Entonces: ¿Adónde vas Europa? Quo vadis Europa? Esta pregunta se la ponen hoy , con profunda inquietud, muchos ciudadanos europeos. Nos la ponemos también nosotros al final de este Congreso. Y la ponemos aquí, en España, de dónde en el ya lejano 1982 partió aquel grito profético de Juan Pablo II: «Yo Obispo de Roma y Pastor de la Iglesia universal, desde Santiago de Compostela, grito con amor a ti, antigua Europa: ¡Renueva tus raíces! Vuelve a vivir los valores auténticos que han hecho gloriosa tu historia y fecunda tu presencia en los otros continentes [...]. Tú puedes ser aún faro de civilización y estímulo de progreso para el mundo. Los otros continentes te miran y esperan de ti la respuesta que Santiago le dio a Cristo: “Lo puedo”»[4]. Y, veinte años después, concluido el proceso de cambios radicales desencadenados en Europa por el derrumbamiento de los regímenes comunistas, el Papa —gran profeta de esperanza— no se cansa de repetir: «Europa, que estás comenzando el tercer milenio, “vuelve a encontrarte. Sé tú misma. Descubre tus orígenes. Aviva tus raíces” [...] ¡No temas! El Evangelio no está contra ti, sino a tu favor [...]. ¡Ten confianza! En el Evangelio, que es Jesús, encontrarás la esperanza firme y duradera a la que aspiras [...]. ¡Ten seguridad! ¡El Evangelio de la esperanza no defrauda!»[5]. Nace de aquí el motivo que tanto preocupa al Papa y a toda la Iglesia por la omisión de esa referencia a las raíces cristianas en el Tratado constitucional europeo, firmado en Roma el 29 de octubre pasado, porque: «¡Una sociedad que olvida su pasado está expuesta al riesgo de no ser capaz de afrontar su presente y, peor aún, de llegar a ser víctima de su futuro!»[6].
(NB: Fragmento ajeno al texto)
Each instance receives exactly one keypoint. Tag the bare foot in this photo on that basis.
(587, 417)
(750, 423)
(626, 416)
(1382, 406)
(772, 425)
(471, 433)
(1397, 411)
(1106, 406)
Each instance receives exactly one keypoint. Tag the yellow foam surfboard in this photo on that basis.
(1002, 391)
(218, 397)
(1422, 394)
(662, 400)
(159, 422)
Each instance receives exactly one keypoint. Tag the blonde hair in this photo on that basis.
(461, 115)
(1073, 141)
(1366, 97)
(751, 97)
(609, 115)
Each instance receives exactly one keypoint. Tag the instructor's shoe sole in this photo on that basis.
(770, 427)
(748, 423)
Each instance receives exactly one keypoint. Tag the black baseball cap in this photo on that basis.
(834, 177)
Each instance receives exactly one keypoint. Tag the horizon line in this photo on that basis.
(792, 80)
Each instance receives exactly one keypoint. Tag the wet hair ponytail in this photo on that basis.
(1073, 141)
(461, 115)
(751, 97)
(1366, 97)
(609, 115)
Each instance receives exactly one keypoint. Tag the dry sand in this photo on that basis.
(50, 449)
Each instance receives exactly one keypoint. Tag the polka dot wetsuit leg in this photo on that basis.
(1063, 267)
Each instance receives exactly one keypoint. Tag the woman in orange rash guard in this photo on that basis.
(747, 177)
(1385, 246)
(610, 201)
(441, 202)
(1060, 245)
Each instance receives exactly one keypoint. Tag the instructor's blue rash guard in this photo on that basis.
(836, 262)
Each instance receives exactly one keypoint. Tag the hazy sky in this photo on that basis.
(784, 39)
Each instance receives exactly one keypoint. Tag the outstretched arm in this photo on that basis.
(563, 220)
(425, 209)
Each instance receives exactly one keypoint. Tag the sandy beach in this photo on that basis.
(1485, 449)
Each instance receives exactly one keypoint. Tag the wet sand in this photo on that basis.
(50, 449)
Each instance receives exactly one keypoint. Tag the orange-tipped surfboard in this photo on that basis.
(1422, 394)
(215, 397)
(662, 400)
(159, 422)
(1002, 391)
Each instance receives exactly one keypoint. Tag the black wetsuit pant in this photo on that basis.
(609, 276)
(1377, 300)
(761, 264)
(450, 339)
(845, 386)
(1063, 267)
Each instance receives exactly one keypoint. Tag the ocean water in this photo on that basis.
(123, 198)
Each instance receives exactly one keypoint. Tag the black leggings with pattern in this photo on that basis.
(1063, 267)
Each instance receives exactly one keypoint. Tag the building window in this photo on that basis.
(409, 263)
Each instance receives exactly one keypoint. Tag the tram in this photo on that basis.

Al finalizar los trabajos del Congreso del apostolado de los laicos, el horizonte que se abre ante vosotros es precisamente éste: Europa como tierra de misión. La nueva evangelización de nuestro continente es una tarea urgente, que debe correr a cargo de los mismos cristianos europeos. Cada uno de ellos debe sentirse interpelado hic et nunc, aquí y ahora. El dramatismo de los tiempos, debe hacer subir a los labios de cada uno las palabras del viejo proverbio: «¿Si yo no, quién en mi lugar? ¿Si ahora no, cuándo?» Escribe el Papa en la Christifideles laici: «Nuevas situaciones, tanto eclesiales, como sociales, económicas, políticas y culturales, reclaman hoy, con fuerza muy particular, la acción de los fieles laicos. Si el no comprometerse ha sido siempre algo inaceptable, el tiempo presente lo hace aún más culpable. A nadie le es lícito permanecer ocioso»[7].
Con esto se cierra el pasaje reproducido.